Morbid Parable
09-18-05, 05:11 PM
Do any of you add'ers feel like your sense-of-humor is quite different from the norm? I hear creativity mentioned a lot in regards to AD(H)D. Something I hear from co-workers constantly is, "where do you come up with this stuff?" I must hear that, at least, 10 times a month. My humor seems to be appreciated or scorned upon, no middle ground.
Questions that have gotten me unacceptable reactions are:
I once asked my dental hygenist if she ever had an I-tooth wink at her. She seemed more frightened than amused, confused nonetheless.

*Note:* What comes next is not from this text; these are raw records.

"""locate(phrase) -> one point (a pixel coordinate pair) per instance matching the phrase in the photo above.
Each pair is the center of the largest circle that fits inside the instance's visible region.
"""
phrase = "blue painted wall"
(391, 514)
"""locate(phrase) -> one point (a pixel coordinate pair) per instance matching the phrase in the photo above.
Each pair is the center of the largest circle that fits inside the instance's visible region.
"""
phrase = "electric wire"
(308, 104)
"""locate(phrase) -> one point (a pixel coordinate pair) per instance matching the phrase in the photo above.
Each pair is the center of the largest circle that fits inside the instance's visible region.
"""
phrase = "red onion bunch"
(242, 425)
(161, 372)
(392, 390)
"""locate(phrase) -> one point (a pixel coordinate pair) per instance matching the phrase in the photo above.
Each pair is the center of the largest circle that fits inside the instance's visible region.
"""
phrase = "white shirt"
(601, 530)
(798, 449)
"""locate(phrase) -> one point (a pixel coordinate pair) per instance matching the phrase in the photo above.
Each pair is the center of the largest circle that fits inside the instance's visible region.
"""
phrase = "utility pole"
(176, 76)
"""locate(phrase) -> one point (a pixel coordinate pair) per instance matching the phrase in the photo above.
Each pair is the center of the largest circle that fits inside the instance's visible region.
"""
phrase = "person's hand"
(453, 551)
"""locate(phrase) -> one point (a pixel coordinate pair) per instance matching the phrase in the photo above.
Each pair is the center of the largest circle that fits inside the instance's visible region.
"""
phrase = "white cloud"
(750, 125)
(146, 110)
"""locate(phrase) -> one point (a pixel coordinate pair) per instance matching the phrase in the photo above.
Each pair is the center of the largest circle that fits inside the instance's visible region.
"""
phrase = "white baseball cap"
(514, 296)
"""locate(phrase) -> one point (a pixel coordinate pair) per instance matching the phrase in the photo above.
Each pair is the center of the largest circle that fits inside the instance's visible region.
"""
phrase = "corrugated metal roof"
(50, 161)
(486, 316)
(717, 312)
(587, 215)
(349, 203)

I asked the guy who sold me my stereo if I could return my speakers if they were mutes. He just seemed annoyed.
I asked my dairy Manager what the deal was with buttermilk, as I had never witnessed lactating butter before. He was perplexed.

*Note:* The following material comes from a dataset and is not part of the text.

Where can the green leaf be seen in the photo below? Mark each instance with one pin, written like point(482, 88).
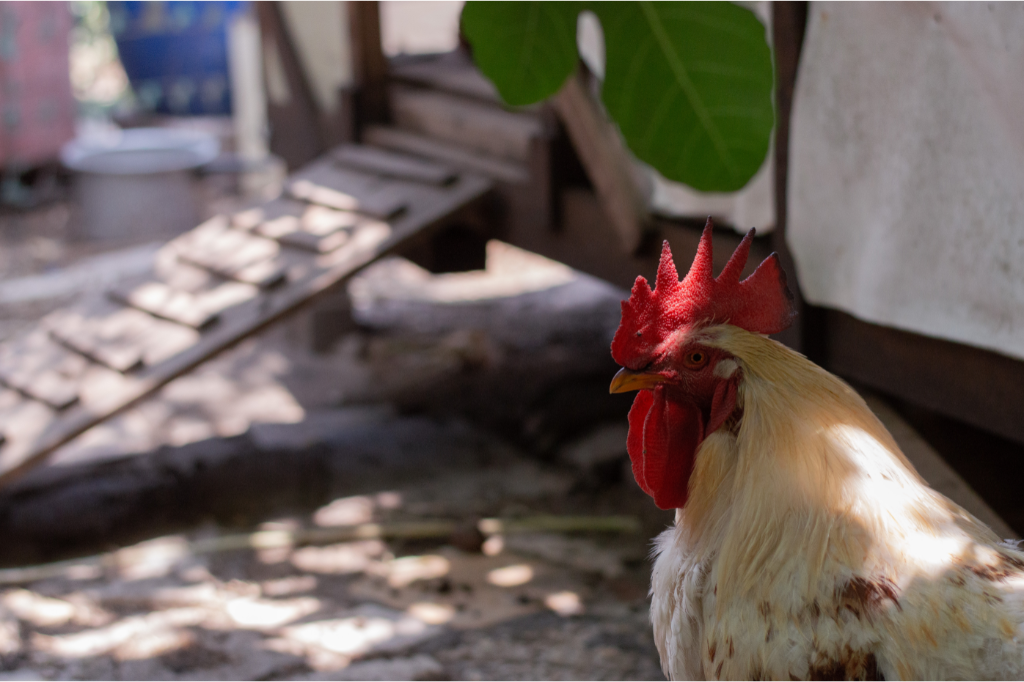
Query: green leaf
point(690, 86)
point(527, 49)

I was watching my floral Manager inflate balloons when I felt compelled to ask her if inflating ones hinder with helium would create shrilling farts. She laughed, but then I asked her how she kept the helium tank from floating away. I got that, what do I make of this look.
When my cat got his shots I asked the vet if he had any pets get rabies shots for frost-bite. He was bemused at best.
My guidance counselor and myself were going through the obligatory one-on-one career counseling in highschool. He was running down the pre-fab list of options, and mentioned being a Naval Officer. I said "Naval Officer, are you nuts? I don't wanna dress like a belly dancer!" He realized I was beyond help.
Of course, when these jokes come to mind they are immediately blurted out. No process of examining the relevance or acceptability of what I am saying.
So, is it just me?
Regards to all,
Larry
Questions that have gotten me unacceptable reactions are:
I once asked my dental hygenist if she ever had an I-tooth wink at her. She seemed more frightened than amused, confused nonetheless.
I asked the guy who sold me my stereo if I could return my speakers if they were mutes. He just seemed annoyed.
I asked my dairy Manager what the deal was with buttermilk, as I had never witnessed lactating butter before. He was perplexed.
I was watching my floral Manager inflate balloons when I felt compelled to ask her if inflating ones hinder with helium would create shrilling farts. She laughed, but then I asked her how she kept the helium tank from floating away. I got that, what do I make of this look.
When my cat got his shots I asked the vet if he had any pets get rabies shots for frost-bite. He was bemused at best.
My guidance counselor and myself were going through the obligatory one-on-one career counseling in highschool. He was running down the pre-fab list of options, and mentioned being a Naval Officer. I said "Naval Officer, are you nuts? I don't wanna dress like a belly dancer!" He realized I was beyond help.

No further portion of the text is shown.